Medical Malpractice Reader: Nerve damage after surgery

Nerve damage after an operative procedure is a risk of all surgeries.  This writer has reviewed a number of medical malpractice cases over the years wherein a nerve was damaged or completely transected during surgery.

Causes of Nerve Damage

Improper positioning which places too much traction on a nerve can cause nerve damage.

Blocked blood flow (ischemia) to the nerve caused by improper positioning can cause nerve damage.

Compression caused by tourniquets can also damage a nerve by blocking blood flow.

Nerve damage can also occur when a nerve is cut or bruised by a surgical knife or by a needle during the procedure.

Inflammation caused by surgery, infection or other sources around the nerves can also cause damage.  In some instances the nerve can be repaired.  In others, the damage is permanent.

Nerve damage can also be caused by improperly placed surgical mesh or hardware used to repair injured tissue and/or bone.

Nerve damage to an infant can occur with complicated deliveries


Types of post-operative nerve damage

Types of post-operative nerve damage include neuropraxia, neurotemesis, and axonotemesis.

Neuropraxia causes an interruption in nerve conduction but does not alter the structure of the nerve.  This type of damage causes compression and blood supply disruption but it can be completely repaired.

Neurotmesis is the most serious type of nerve damage.  It is caused by contusions, stretches, and lacerations.  This type of tissue damage causes loss of continuity of tissues along a part of the nerve called the axon.  Recovery is possible.

Axontmesis can result in motor (ability to move) or sensory (ability to feel sensation) paralysis.  This injury involves a disruption of the neuronal axon.  Motor nerve damage can cause weakness, muscle atrophy, paralysis, and twitching.  Sensory nerve damage can cause pain, burning, numbness, prickling, and tingling in addition to loss of position awareness. Recovery is possible.

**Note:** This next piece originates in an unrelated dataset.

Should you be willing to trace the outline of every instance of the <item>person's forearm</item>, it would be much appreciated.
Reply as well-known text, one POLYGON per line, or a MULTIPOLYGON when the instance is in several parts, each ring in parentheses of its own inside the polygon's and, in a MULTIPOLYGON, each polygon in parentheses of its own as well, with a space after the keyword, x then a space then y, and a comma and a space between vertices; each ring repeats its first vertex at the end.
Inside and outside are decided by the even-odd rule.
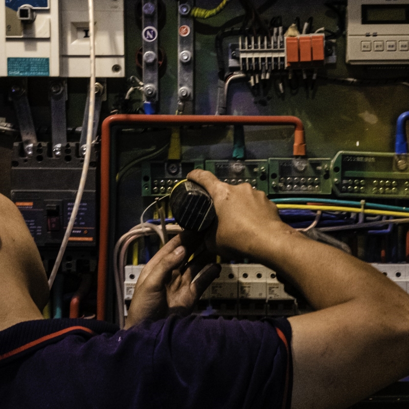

Surgical transection of a nerve

Nerves may be located in atypical anatomical positions in some patients.  This can cause the surgeon to cut the nerve without realizing it.  Additionally, nerves may not be visualized in some patients, again leading to transection of the nerve.  Although nerve stimulators/locators can identify the location of a nerve, their use has not been articulated as a standard of care.


Treatments for nerve damage include surgical repair of the nerve, physical therapy, medications, and alternative therapies such as acupuncture, meditation, hypnosis, and biofeedback.

What to check for in the medical records:

  • Pre-surgical screening for risk factors for nerve damage. Risk factors include age and obesity.
  • Perioperative nurses notes regarding positioning/tourniquets
  • Pre-operative radiological studies of the surgical area
  • Intraoperative monitoring strips, especially nerve stimulator/locators
  • Operative Reports
  • Post-operative radiological studies of the surgical area
  • Post-operative anesthesia care unit (PACU) nurses’ notes regarding patient assessment
  • PACU nurses’ notes regarding subjective complaints voiced by the patient
  • Consultant reports, especially neurologist reports
  • Incident reports regarding patient complaints that may lead to suspicion of nerve damage
  • EMG (electromyogram) studies performed to measure nerve function
  • Nerve conduction studies performed to measure nerve function
  • Clinic notes from follow up appointments with surgeons or primary care providers

In summary, there are numerous potential causes of nerve injury before, during, and even after surgery.  A careful reading of the hospital records can reveal specific mechanisms of injury in addition to the first appearance of patient complaints and symptoms.  Diagnostic studies should be reviewed to confirm the presence of nerve injury.  Lastly, records from follow up care will show the long term sequelae of the nerve damage.